Currently, Ellie attends P G Chambers School in Cedar Knolls. She is non-verbal and has begun training on a communication tablet that will enable her to communicate and express her needs to her family.

The Pediatric Hydrocephalus Foundation, a volunteer-driven non-profit 501(c) (3) charitable organization, educates the community by creating awareness about Hydrocephalus. PHF, with 15 state chapters, provides support to families, friends and children affected by this incurable brain condition. PHF assists the medical community by raising funds to search for treatment options, and ultimately, a cure.

7-Year-Old from New Jersey Ellery Mendez Selected as 2024 National Ambassador of Hydrocephalus Awareness for Incurable Brain Condition

Linden, NJ- Ellery was born in May 2016 with severe congenital hydrocephalus. At 2 days old, Ellery underwent her first of several brain surgeries to place a shunt in her brain, a medical device that helps move and drain the excess cerebral spinal fluid from the brain, and then remained in the NICU for 16 days, before being able to go home, where everything was going well for a few months.

In September 2016 she underwent brain surgery number two, but months after the surgery something was still off and Ellery did not show much improvement, but rather continued to decline in health.
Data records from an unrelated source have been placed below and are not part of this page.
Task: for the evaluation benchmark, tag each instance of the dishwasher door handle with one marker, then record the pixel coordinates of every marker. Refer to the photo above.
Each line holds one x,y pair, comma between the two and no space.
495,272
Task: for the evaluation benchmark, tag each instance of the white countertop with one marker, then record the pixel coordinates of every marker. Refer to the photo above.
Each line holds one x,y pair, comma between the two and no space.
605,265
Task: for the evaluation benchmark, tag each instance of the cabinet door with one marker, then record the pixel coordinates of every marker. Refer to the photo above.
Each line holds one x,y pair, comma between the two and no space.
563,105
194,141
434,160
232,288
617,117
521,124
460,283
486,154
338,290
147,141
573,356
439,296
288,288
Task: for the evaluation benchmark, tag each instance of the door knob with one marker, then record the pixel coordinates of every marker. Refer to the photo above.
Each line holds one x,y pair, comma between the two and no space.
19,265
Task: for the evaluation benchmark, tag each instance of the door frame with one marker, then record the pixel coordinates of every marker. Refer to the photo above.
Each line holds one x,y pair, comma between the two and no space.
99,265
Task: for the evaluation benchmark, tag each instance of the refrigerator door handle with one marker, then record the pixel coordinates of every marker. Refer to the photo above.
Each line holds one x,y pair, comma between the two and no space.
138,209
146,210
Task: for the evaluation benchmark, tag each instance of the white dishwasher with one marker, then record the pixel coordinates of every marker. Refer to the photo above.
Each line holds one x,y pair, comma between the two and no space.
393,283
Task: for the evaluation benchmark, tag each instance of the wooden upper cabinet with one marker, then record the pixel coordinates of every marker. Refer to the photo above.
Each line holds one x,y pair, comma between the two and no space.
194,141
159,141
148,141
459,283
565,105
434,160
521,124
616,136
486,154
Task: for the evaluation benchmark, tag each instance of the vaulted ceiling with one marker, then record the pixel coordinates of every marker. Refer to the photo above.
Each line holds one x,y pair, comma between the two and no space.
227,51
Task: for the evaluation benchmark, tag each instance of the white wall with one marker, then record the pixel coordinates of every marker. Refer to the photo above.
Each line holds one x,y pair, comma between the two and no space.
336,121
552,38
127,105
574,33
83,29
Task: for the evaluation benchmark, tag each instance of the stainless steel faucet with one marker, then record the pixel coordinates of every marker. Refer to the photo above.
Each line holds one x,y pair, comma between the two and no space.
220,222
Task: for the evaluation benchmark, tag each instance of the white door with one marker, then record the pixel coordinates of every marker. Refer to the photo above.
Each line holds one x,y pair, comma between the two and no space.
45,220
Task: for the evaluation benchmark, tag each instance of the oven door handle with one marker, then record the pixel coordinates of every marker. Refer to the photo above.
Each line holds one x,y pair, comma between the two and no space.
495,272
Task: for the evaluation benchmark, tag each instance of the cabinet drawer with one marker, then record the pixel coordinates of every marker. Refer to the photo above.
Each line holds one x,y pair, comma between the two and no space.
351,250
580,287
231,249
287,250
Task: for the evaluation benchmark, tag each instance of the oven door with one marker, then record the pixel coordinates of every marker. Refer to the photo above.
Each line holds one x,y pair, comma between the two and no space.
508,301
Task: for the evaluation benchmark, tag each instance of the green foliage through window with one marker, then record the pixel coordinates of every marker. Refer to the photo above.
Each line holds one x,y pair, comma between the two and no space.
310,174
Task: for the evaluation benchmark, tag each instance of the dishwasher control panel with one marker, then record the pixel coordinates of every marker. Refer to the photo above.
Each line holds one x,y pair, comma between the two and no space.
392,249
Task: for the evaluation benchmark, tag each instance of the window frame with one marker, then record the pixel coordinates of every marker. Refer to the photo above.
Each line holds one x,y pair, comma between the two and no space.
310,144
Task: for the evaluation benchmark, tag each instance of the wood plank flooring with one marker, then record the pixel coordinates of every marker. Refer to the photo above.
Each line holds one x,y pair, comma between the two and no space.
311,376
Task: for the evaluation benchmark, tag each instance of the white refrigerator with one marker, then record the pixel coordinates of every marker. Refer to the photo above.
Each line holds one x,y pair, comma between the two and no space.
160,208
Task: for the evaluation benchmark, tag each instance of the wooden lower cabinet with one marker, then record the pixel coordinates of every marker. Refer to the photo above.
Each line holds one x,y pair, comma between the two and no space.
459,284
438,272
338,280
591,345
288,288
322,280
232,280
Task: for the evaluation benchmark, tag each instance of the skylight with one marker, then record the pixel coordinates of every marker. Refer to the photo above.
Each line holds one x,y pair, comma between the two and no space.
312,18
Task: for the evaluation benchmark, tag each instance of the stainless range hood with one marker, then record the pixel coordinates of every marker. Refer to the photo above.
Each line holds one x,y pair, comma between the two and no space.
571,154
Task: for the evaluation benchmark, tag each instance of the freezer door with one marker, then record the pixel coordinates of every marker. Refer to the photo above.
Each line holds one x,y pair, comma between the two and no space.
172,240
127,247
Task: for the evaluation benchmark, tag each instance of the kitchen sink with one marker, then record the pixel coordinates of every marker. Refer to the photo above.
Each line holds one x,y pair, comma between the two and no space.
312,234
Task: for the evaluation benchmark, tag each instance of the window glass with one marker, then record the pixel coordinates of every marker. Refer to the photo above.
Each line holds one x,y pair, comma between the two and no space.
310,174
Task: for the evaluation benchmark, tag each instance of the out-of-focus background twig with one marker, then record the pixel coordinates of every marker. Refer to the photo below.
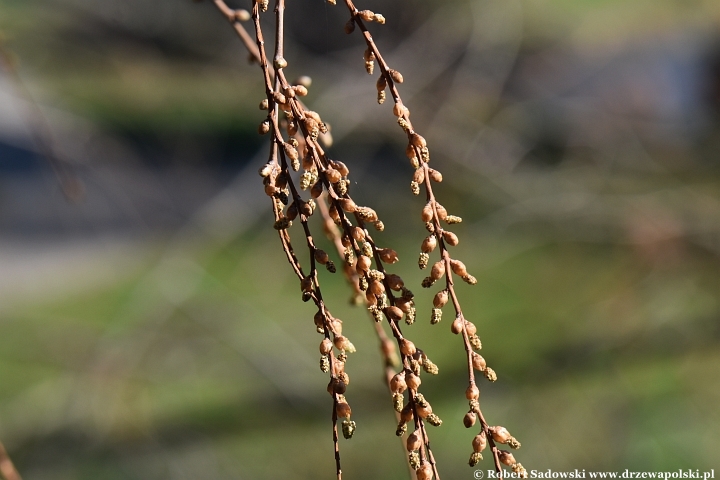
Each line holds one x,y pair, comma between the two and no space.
155,330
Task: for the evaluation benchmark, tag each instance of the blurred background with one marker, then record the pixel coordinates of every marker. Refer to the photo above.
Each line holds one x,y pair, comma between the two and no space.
152,329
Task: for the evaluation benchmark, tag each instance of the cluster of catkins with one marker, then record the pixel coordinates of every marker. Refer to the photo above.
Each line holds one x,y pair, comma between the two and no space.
298,137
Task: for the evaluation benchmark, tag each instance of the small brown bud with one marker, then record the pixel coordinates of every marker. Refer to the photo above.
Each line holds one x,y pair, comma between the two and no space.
450,238
423,260
347,205
438,270
413,441
458,267
395,75
381,84
428,244
306,284
424,472
412,380
325,346
332,175
441,299
394,281
341,342
479,442
435,175
397,383
506,458
478,362
363,264
406,346
395,314
475,459
469,419
427,212
472,392
500,434
410,153
418,141
377,288
388,255
264,127
457,325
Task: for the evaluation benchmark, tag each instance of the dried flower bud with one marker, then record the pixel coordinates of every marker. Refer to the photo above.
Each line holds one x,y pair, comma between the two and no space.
475,459
414,460
428,244
397,402
438,270
412,380
324,364
472,392
500,434
458,267
381,84
397,383
399,109
427,212
377,288
423,260
506,458
479,442
435,175
413,442
441,299
406,346
264,127
470,328
395,75
418,141
478,362
325,346
363,264
343,410
424,472
394,281
457,325
469,419
450,238
387,255
348,426
415,188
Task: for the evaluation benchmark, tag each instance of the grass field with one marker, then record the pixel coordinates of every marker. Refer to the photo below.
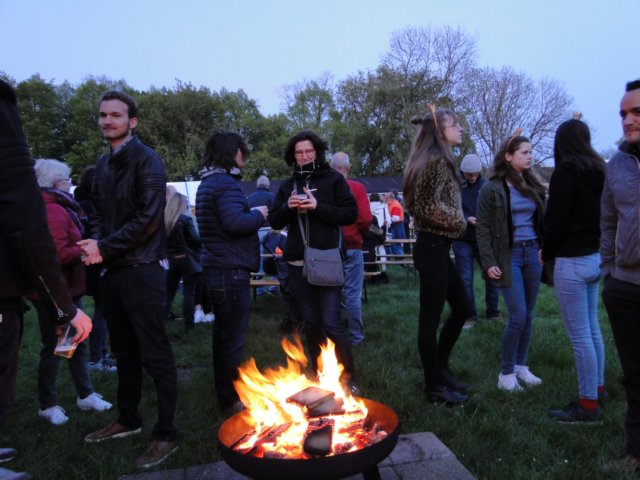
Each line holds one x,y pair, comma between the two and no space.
495,435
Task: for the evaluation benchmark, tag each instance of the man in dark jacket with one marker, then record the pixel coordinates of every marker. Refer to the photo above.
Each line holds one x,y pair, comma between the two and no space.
28,259
128,238
465,248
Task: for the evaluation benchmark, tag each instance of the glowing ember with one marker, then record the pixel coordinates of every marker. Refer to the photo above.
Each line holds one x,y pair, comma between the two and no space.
292,416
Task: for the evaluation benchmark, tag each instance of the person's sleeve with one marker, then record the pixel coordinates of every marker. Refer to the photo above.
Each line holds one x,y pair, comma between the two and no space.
558,212
483,228
23,221
608,226
151,182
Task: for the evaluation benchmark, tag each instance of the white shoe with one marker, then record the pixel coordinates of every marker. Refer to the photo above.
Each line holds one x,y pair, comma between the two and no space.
529,379
55,415
93,402
509,383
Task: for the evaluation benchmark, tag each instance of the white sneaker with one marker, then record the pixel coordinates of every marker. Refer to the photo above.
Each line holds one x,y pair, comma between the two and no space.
198,315
529,379
93,402
55,415
509,383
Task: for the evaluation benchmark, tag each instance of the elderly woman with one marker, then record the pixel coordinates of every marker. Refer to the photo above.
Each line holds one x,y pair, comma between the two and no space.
327,204
64,217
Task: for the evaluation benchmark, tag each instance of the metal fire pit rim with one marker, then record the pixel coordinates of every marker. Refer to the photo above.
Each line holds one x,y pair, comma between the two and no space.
321,468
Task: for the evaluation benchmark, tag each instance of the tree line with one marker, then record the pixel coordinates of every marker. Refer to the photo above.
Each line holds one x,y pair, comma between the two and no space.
367,114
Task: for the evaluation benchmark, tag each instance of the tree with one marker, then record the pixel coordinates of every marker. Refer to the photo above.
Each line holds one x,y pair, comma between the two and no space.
497,102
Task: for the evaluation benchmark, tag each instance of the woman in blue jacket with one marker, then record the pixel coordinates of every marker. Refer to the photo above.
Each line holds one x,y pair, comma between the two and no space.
230,252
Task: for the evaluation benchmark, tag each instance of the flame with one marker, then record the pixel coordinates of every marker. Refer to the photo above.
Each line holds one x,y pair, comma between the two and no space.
265,395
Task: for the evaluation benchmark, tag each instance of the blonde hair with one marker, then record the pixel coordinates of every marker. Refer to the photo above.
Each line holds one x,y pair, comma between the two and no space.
49,171
176,206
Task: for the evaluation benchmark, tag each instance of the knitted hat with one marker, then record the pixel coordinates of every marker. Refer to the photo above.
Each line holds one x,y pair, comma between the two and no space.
471,164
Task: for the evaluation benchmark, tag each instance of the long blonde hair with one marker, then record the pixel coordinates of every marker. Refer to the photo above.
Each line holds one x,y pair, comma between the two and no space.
429,144
176,206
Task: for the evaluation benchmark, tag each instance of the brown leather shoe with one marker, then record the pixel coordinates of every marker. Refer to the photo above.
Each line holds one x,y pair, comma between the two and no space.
113,430
156,453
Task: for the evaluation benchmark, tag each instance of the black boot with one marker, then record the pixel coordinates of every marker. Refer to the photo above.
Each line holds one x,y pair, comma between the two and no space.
443,394
451,381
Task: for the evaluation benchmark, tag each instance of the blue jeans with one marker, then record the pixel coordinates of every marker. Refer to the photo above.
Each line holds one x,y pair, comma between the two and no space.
576,280
352,293
48,366
465,253
397,232
520,298
319,309
230,294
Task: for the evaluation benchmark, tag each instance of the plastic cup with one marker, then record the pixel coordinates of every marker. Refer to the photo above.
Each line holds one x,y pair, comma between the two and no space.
65,347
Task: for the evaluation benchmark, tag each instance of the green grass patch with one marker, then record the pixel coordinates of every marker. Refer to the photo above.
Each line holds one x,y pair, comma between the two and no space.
495,435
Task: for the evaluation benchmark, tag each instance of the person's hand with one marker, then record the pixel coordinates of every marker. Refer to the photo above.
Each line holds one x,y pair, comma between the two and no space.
311,202
90,252
82,323
263,209
494,273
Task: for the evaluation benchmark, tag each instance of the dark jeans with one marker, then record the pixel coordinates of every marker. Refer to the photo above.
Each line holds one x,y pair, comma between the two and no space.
134,306
230,294
98,337
439,282
48,366
465,253
622,301
189,282
11,326
319,309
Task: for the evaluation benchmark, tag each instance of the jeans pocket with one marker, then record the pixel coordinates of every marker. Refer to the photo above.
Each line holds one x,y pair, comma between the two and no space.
216,287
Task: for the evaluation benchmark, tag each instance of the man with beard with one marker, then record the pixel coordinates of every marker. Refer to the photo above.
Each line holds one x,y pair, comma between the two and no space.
128,238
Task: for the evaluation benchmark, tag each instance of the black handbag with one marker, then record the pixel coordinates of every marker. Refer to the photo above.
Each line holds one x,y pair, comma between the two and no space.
322,267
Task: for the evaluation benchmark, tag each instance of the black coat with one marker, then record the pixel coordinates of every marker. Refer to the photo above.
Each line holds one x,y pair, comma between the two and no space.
129,201
28,259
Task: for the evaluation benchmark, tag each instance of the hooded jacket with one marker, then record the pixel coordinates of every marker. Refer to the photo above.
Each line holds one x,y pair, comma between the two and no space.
28,259
620,216
572,216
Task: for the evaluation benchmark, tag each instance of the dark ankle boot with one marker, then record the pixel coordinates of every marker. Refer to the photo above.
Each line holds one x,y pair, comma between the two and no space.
451,381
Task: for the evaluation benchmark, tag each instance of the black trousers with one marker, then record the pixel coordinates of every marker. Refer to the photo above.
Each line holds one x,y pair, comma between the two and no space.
11,325
622,301
134,302
439,282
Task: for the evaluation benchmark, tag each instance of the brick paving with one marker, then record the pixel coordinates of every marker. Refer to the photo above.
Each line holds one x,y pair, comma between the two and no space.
417,456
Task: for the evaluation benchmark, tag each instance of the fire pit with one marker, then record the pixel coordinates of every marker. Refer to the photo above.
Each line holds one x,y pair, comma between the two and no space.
299,428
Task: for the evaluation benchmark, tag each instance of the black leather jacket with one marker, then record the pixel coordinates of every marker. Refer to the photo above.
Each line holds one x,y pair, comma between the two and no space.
28,258
129,200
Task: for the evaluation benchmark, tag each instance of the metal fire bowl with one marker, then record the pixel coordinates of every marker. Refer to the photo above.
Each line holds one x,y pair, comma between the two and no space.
320,468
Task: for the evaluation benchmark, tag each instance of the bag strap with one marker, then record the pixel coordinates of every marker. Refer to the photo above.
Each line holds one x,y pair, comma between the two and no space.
305,233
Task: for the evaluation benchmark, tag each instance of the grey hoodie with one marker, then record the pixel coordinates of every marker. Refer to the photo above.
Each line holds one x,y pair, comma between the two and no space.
620,216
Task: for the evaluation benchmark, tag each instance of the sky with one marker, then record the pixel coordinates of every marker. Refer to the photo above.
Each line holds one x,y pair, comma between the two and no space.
259,46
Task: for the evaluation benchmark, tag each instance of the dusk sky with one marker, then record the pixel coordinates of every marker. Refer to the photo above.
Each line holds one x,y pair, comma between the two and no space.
589,46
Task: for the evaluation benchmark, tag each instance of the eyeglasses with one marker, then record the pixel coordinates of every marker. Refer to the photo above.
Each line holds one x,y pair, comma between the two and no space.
304,153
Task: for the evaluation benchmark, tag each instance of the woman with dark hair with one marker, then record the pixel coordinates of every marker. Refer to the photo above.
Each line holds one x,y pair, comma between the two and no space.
572,239
432,196
230,252
318,200
509,233
183,247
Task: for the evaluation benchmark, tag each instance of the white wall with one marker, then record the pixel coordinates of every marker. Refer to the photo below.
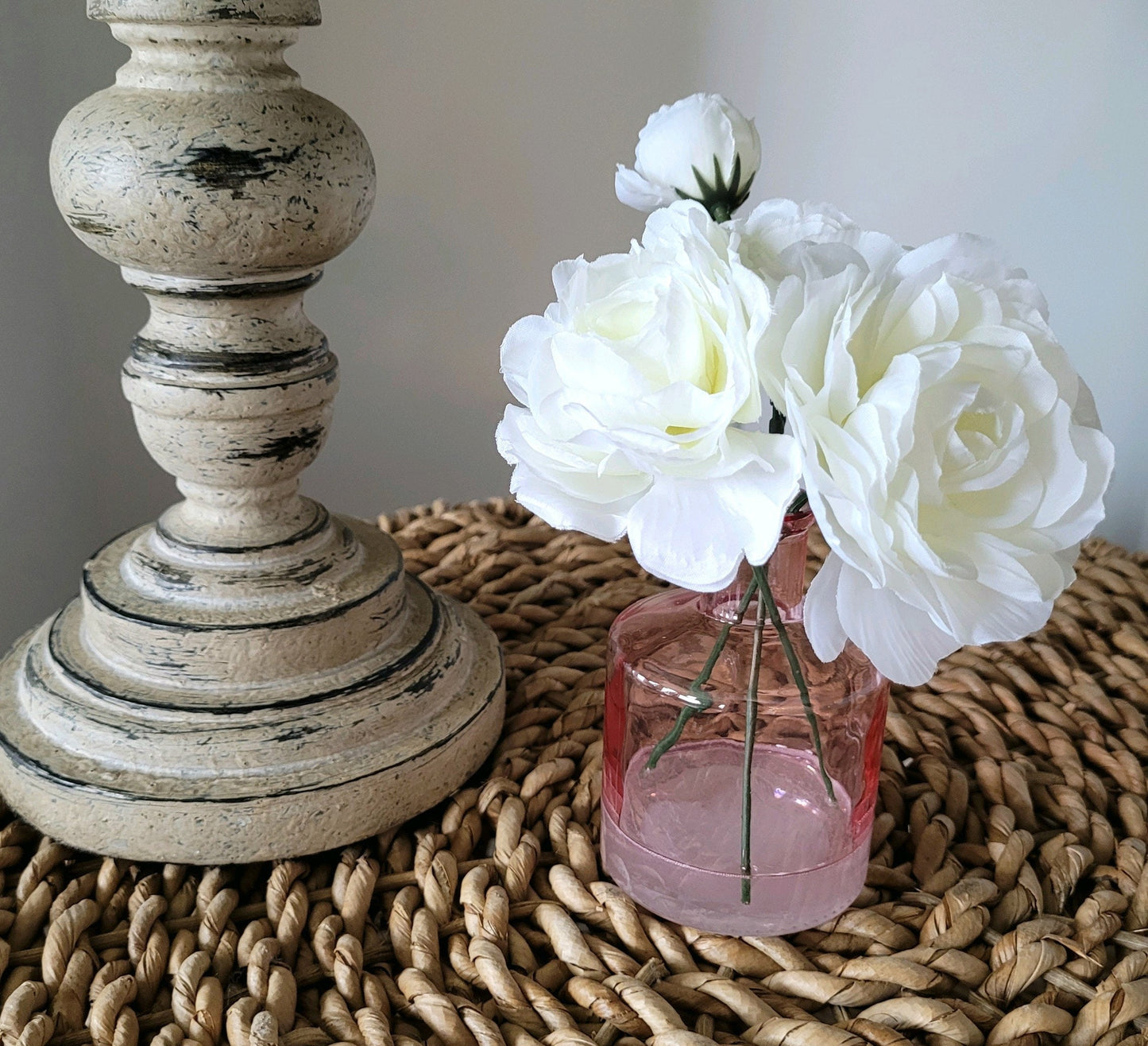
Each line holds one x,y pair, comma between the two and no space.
1024,121
496,126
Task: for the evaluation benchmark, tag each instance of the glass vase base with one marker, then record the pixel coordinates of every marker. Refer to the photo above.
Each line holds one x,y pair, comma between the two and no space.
676,846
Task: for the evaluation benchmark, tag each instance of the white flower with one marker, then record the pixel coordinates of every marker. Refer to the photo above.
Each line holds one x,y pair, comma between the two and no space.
699,149
951,454
635,385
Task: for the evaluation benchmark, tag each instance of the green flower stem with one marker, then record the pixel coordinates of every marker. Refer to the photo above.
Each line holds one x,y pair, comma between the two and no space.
704,700
751,734
760,576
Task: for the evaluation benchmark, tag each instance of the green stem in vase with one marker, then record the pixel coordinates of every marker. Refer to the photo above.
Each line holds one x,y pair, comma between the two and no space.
751,735
760,576
704,700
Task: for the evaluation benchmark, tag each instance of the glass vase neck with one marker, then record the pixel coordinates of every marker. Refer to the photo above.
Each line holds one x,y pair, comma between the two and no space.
786,575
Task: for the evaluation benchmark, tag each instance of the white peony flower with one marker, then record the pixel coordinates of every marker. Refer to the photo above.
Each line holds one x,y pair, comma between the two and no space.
634,387
698,149
952,456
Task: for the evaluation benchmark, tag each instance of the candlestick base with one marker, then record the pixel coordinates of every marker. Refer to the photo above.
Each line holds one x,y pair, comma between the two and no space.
196,730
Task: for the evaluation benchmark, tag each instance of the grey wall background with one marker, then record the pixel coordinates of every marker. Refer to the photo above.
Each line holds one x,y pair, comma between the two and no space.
496,126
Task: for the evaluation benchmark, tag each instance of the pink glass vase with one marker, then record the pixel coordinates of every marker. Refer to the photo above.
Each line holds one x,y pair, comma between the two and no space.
672,835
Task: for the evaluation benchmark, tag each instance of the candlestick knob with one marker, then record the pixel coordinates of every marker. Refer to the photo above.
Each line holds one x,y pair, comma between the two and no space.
250,676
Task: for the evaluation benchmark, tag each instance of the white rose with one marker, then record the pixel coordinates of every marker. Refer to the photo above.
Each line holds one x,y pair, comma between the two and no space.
952,455
698,149
634,385
775,225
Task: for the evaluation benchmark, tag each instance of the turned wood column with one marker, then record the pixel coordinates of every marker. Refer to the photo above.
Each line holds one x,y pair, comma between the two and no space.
250,676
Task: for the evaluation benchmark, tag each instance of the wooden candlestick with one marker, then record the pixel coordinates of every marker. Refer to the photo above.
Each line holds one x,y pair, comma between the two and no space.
250,676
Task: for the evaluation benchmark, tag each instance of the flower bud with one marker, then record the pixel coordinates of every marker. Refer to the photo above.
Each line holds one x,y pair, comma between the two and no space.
698,149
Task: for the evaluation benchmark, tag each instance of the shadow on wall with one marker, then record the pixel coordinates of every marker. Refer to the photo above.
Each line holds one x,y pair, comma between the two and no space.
496,129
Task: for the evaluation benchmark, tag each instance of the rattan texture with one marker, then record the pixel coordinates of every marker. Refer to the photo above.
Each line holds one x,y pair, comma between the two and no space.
1007,896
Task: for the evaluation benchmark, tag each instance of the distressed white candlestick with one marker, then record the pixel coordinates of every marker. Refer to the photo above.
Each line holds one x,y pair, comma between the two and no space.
250,676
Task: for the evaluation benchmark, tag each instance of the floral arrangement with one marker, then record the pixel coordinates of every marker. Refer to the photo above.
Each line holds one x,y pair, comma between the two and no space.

For the next year, hospital admissions and brain surgeries were all too common. Such is the life dealing with Hydrocephalus.

Ellery was selected as one of two children to serve as this year’s “National Ambassador of Hydrocephalus Awareness”, for the Pediatric Hydrocephalus Foundation, to help raise the level of awareness and education about Hydrocephalus in the United States. Ellery, whose family lives in Linden, New Jersey, will represent the girls, while 4-year-old Sawyer Taylor from Alabama, will represent the boys.

Ellery loves the Gipsy Kings, especially the song VOLARE (which means to SOAR). She loves technology, (phones & tablets), and she loves when her mom reads to her in an animated way. She has quite a large book collection and is a real pro at navigating YouTube where Ellery loves watching all of Patty Shukla’s videos on singing & signing.

Ellery’s Mom Yolanda shared her thoughts about her daughter being named the National Ambassador of Awareness for the Hydrocephalus Community; ” We are honored and thrilled to have Ellery represent the fighting spirit of PHF. As a family, we have participated in many of the PHF Events and fundraisers. Ellery has been hospitalized over 20+ times, having spent many holidays and special occasions in the hospital. Throughout it all, she has had the strength of a true champion. While everyone around her is worried and concerned, Ellery has smiled through it all, as you see in the photo, which is exactly how Ellery tackles every single day. She is the happiest little girl in-spite of her daily challenges.”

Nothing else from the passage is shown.